4.2. Genome Assembly and Assessment

PacBio HiFi reads were initially assembled using Hifiasm v0.15, with the parameters “–write-ec–write-paf-u-l0” [44]. Redundant sequences were further trimmed using Purge Haplotigs [45], and Hi-C data were used to anchor the contigs to chromosomes.

To identify genuine interaction pairs, Hi-C reads were filtered using FASTP v0.20.0 [46], and valid mapped read pairs were selected using the Juicer pipeline [47]. A chromosome-level assembly was constructed using 3D-DNA v201013 (https://github.com/aidenlab/3d-dna, accessed on 15 October 2023).

The genome assembly quality was evaluated using benchmarking universal single-copy orthologs (BUSCO) v4.05 [48] with the “embryophyta_odb10” ortholog set. To ensure high fidelity and completeness, HiFi reads were mapped back to the genome using Minimap2 [49], verifying the alignment accuracy of the sequencing data with the assembly. The final assembly accuracy was further validated using Merqury with 21-mers.

4.3. Repeat Sequences and Gene Annotations

A de novo repeat library was constructed using RepeatModeler v2.0.1 [26] and primarily long terminal repeat (LTR) harvest with default settings. Repetitive sequences were predicted using RepeatMasker v4.0.7 [25] and a de novo repeat library. Non-redundant repetitive sequences were compiled by merging the results of the two methods. Tandem Repeat Finder v4.09 [28] was used to identify tandem repeats.
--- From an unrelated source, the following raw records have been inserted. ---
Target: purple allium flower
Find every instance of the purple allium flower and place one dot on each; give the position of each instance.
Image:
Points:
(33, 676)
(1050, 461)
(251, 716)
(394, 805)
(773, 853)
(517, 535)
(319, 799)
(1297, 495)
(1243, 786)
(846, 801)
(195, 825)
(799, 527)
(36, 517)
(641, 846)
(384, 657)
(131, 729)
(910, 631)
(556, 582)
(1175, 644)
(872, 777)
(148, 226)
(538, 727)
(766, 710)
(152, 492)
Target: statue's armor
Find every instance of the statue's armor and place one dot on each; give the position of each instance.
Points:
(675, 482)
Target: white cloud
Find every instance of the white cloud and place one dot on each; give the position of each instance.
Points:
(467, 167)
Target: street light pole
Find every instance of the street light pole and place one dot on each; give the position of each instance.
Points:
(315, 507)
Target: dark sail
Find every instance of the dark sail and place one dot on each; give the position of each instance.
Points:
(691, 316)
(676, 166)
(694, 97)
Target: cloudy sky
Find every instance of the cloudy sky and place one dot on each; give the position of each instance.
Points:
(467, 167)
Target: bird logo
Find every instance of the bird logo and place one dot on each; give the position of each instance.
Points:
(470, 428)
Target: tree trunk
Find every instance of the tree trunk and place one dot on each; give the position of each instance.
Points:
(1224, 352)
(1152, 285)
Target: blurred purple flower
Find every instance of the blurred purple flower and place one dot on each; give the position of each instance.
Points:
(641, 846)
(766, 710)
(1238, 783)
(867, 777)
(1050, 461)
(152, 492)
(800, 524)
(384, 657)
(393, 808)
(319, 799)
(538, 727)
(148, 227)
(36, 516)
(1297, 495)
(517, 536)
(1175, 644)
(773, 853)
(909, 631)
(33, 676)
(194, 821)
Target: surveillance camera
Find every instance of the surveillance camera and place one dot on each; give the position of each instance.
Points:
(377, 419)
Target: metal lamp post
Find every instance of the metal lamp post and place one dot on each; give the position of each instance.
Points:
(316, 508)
Gene prediction in the repeat-masked genome was performed using homology search, reference-guided transcriptome assembly, and ab initio prediction. For homology-based prediction, GeMoMa v1.9 [31] was used to align homologous peptides from Brachypodium stacei, Erianthus rufipilus, Oryza sativa, S. spontaneum Np-X, Setaria italica, S. bicolor, and Zea mays B73 for assembly, and gene structure information was extracted for homolog prediction. RNA-seq-based prediction was conducted by aligning the filtered mRNA-seq data (national center of biotechnology information [NCBI]: SRR6322472 and SRR6322473) with the reference genome using HISAT2. StringTie v1.3.4d [30] was used to assemble transcripts, and TransDecoder (https://github.com/TransDecoder/TransDecoder, accessed on 22 June 2025) was used to identify the open reading frames (ORFs). For de novo prediction, a training dataset was generated and used for ab initio gene prediction using Augustus v3.4.0 [50] under default settings. Gene predictions from all the methods were integrated using the EVidenceModeler v1.1.1 [51], which filters out miscoded genes. TransposonPSI (http://transposonpsi.sourceforge.net/, accessed on 22 June 2025) was used to eliminate transposable element genes.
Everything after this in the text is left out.